One young woman’s first question to a chatbot was, “I didn’t get asked to Homecoming — am I unlovable?” Another: “I got into a huge fight with my best friend, and I don’t want to tell anybody else because I don’t want them to take sides, so I needed to ask AI.”

“Story after story after story,” Lee recalled, “of a very singular, acute, discrete moment when they really had a moment of need and needed somewhere to put it.”

Researcher Julia Freeland Fisher bemoaned how AI chatbots can find and worsen longstanding social issues.

“AI companions wouldn’t be nearly so disruptive to human connection if we had a sturdier social fabric,” said Fisher. “It’s the weakness of our social fabric that makes these [findings] so worrisome, not necessarily the technology itself.”

The Rithim Project study underscores a fact that is past due for parents to understand: Artificial Intelligence is a powerful tool that can either create emotional dysfunction or enable creative research. Families that do not create a powerful, healthy emotional family culture run the risk of their children falling prey to a new flavor of disembodied dysfunction.

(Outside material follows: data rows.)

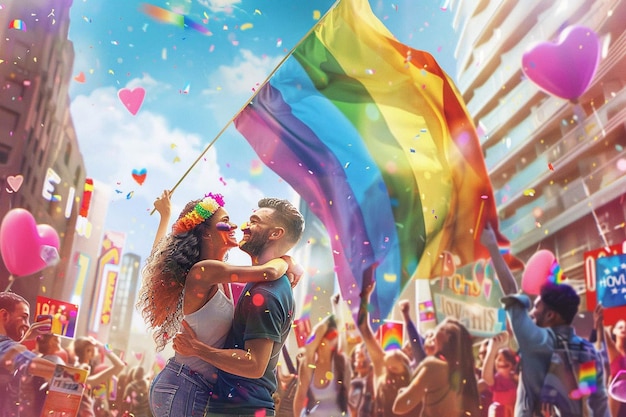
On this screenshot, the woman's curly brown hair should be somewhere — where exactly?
[136,200,212,352]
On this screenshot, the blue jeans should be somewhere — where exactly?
[150,358,213,417]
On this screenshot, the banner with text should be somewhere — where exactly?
[583,241,626,325]
[41,365,88,417]
[430,260,506,337]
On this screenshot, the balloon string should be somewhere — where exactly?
[4,275,15,292]
[574,103,609,248]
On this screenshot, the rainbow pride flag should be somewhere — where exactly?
[570,360,598,399]
[235,0,507,322]
[378,320,404,352]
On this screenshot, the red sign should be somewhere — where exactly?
[584,241,626,325]
[35,296,78,338]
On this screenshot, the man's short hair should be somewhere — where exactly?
[0,291,30,313]
[259,198,304,244]
[540,282,580,324]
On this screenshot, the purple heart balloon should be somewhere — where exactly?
[522,26,600,101]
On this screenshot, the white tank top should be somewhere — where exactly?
[175,284,235,383]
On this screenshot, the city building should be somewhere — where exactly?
[0,0,85,304]
[450,0,626,302]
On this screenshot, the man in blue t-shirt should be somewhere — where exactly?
[0,292,56,417]
[480,224,610,417]
[174,198,304,417]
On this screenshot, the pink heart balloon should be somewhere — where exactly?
[522,249,556,295]
[117,87,146,116]
[522,26,600,100]
[0,208,59,276]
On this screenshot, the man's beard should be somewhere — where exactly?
[6,326,24,342]
[241,226,270,258]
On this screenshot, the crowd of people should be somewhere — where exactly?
[0,292,152,417]
[0,191,626,417]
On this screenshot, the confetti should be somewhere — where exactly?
[9,19,26,32]
[524,188,535,197]
[141,4,213,36]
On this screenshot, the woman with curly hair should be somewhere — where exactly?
[393,318,480,417]
[137,191,291,417]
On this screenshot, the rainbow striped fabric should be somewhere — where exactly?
[235,0,507,320]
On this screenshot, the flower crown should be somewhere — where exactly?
[172,193,224,235]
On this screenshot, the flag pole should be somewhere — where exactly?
[150,0,341,215]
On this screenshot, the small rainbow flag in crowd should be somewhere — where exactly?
[570,360,598,399]
[548,259,566,284]
[379,320,404,352]
[9,19,26,32]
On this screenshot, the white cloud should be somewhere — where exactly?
[198,0,241,13]
[71,78,264,263]
[203,49,282,97]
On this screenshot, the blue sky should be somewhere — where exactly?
[69,0,455,261]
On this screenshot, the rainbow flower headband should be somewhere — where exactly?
[172,193,224,235]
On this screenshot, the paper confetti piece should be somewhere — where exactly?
[524,188,535,197]
[9,19,26,32]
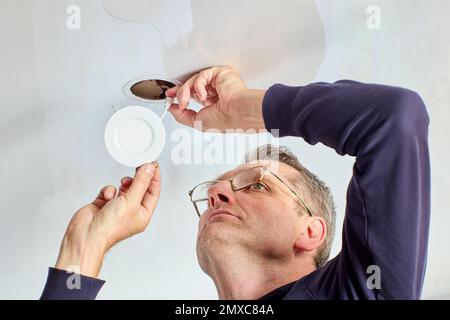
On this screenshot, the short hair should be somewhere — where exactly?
[245,144,336,268]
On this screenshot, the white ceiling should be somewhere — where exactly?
[0,0,450,299]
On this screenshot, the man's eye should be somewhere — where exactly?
[249,182,267,190]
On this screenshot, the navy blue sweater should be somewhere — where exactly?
[41,81,430,300]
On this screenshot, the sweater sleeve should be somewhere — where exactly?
[263,80,430,299]
[40,268,105,300]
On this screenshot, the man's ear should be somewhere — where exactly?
[294,217,327,252]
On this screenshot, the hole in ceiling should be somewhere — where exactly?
[130,79,175,100]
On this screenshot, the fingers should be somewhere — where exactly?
[124,163,155,206]
[168,104,197,128]
[119,177,133,196]
[165,68,221,110]
[142,165,161,219]
[92,186,116,209]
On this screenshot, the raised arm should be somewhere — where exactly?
[263,81,430,299]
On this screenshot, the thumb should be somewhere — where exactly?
[125,163,155,205]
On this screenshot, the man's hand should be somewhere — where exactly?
[55,162,161,278]
[166,67,265,132]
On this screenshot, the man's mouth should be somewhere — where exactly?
[208,209,239,222]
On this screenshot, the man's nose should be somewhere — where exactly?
[208,181,234,209]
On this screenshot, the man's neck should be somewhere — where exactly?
[208,252,314,300]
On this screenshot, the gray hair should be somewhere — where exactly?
[245,144,336,268]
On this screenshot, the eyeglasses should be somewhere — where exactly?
[189,166,312,217]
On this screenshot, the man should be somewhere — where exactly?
[41,67,430,299]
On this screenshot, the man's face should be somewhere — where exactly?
[197,160,304,268]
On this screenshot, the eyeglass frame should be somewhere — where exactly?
[189,165,313,218]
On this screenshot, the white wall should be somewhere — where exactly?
[0,0,450,299]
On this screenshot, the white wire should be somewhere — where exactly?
[161,97,178,120]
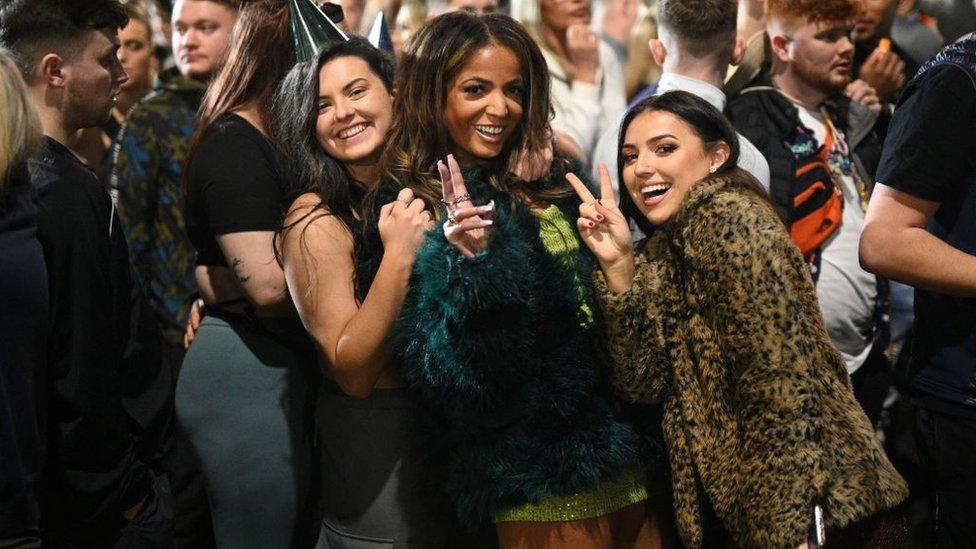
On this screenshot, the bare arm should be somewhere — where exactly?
[282,191,430,398]
[217,231,291,315]
[860,183,976,296]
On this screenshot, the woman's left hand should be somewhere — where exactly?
[566,164,634,266]
[566,163,634,293]
[437,155,495,259]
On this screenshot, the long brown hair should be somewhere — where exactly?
[381,11,563,211]
[183,0,295,192]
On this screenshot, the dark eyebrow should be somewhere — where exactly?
[342,78,366,93]
[620,133,677,149]
[462,76,491,86]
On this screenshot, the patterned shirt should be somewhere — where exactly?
[111,69,205,345]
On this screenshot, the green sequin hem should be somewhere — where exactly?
[491,471,647,522]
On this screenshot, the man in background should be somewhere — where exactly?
[0,0,172,548]
[111,0,237,547]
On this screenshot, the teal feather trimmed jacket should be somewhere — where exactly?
[358,165,663,525]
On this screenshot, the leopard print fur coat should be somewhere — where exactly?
[597,172,907,549]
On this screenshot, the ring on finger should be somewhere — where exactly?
[451,193,471,207]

One way to strengthen America’s social fabric might begin in the classroom, as the rise of AI should strengthen academic prioritization of the humanities. The study of literature and history (and the virtues contained within) can ennoble students as they begin to understand human emotion and desire. During times of trouble, students who have a strong intellectual framework can remember stories of heroism and redemption, instead of turning to an AI television character for empty words of comfort.T

The renewed study of the humanities is a strong start, but classrooms and families will have to respond to AI availability in many different arenas, from school laptop permissions to homework helper programs. As we’ve written in our School Board Toolkit model policies, caution and prudence are imperative. This technology isn’t going anywhere, which means it should be implemented with care in classrooms.

One character in the movie WALL-E declares, “I don’t want to survive. I want to live.” When one in three of America’s young people are telling their secrets, hopes, and dreams to a computer program, we should ask ourselves which we have raised them to do. Policymakers should ensure that students know how to use AI, not be used by it.